Idris Raja

Hacking another NPR word problem

In hacking, word_puzzle on December 28, 2010 at 1:44 am

Last week’s puzzle: Name a city in the United States that ends in the letter S. The city is one of the largest cities in its state. Change the S to a different letter and rearrange the result to get the state the city is in. What are the city and state?

Now this one is admittedly pretty easy. We know that we need a state with 7 letters, and after finding this very convenient list on Wikipedia, I was able to scan the table and see that the answer is Yonkers, New York in less than a minute. But what if we had a list of hundreds of states? How could we ‘hack’ this puzzle?

First step is to grab that wikipedia page and save it as a file locally. Many ways to do this, my favorite way from the command line:

wget “’_largest_cities_by_population”

That will save the file in the local directory. I remaned the file to city.html.

The next step is to extract the information in the table. Load the page in Google Chrome and then right click anywhere on the table and choose ‘Inspect Element’. We can see that the state and city information is contained in a table with class = wikitable, and the individual rows are in tr tags.

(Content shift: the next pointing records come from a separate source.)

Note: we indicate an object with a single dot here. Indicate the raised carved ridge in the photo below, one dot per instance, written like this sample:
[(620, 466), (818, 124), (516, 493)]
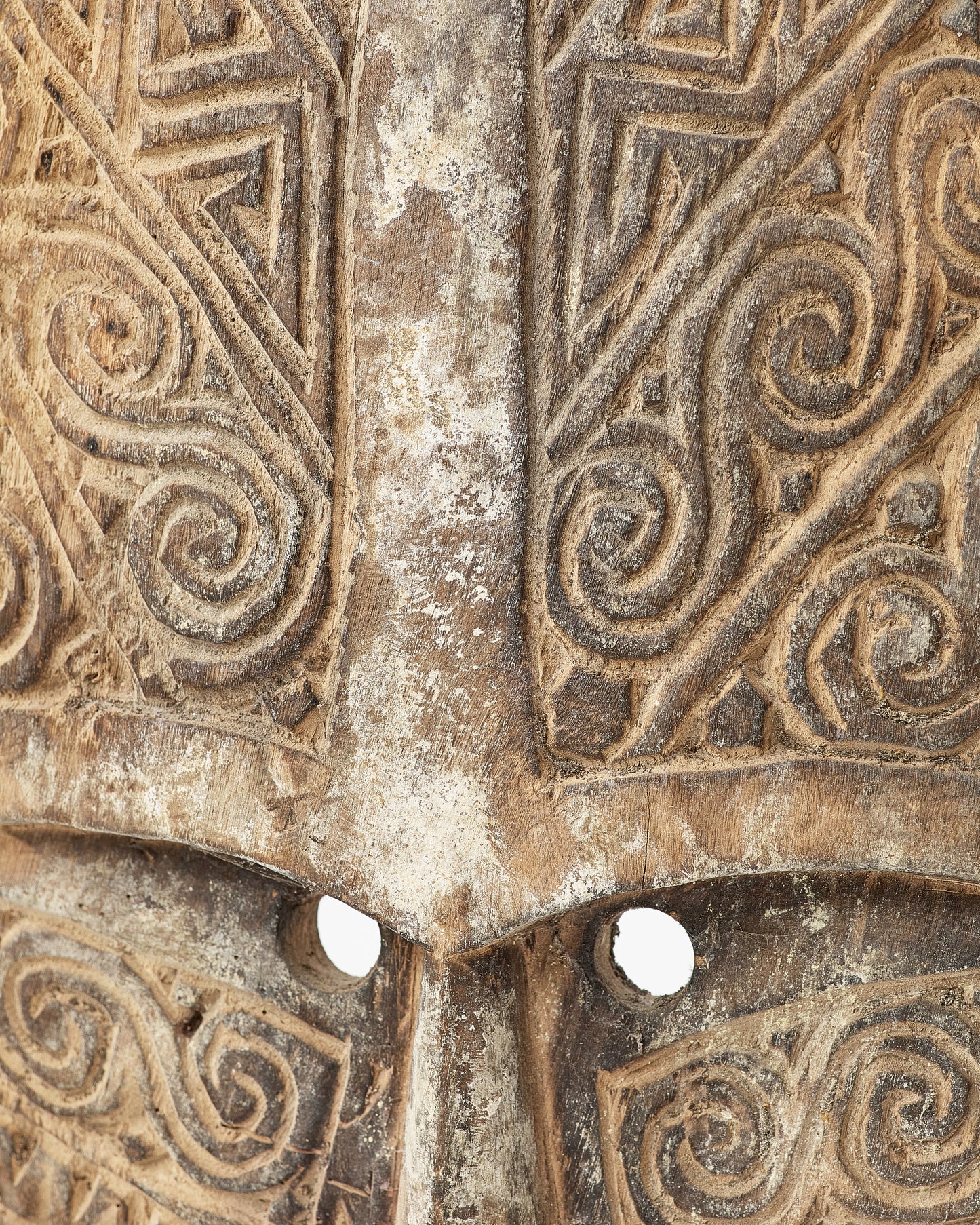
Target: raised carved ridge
[(755, 276), (177, 275), (134, 1092), (857, 1105)]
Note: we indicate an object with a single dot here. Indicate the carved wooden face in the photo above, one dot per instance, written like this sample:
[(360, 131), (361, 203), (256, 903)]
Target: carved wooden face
[(496, 466)]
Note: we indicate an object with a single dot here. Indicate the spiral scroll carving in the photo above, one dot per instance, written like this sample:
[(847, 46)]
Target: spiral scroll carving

After opening the page in a Python file and parsing it with the functions etree.parse and the etree.HTMLParser from the lxml module, We can use two XPath’s to get at this information.

xps1 = “//table[@class=”wikitable”]//tr’ and

xp2s = ‘.//td//a/text()’

The first captures all the tr tags in the table, and the second allows us to capture all the state and city information in the rows. From here it’s trivial, as we can simply see which states are seven letters long and have cities that are seven letters long – 13 total. If that was too many, we would need test to see which of those pairs share 6 of 7 letters.

I’ll leave that for now as next week’s puzzle seems a bit more challenging.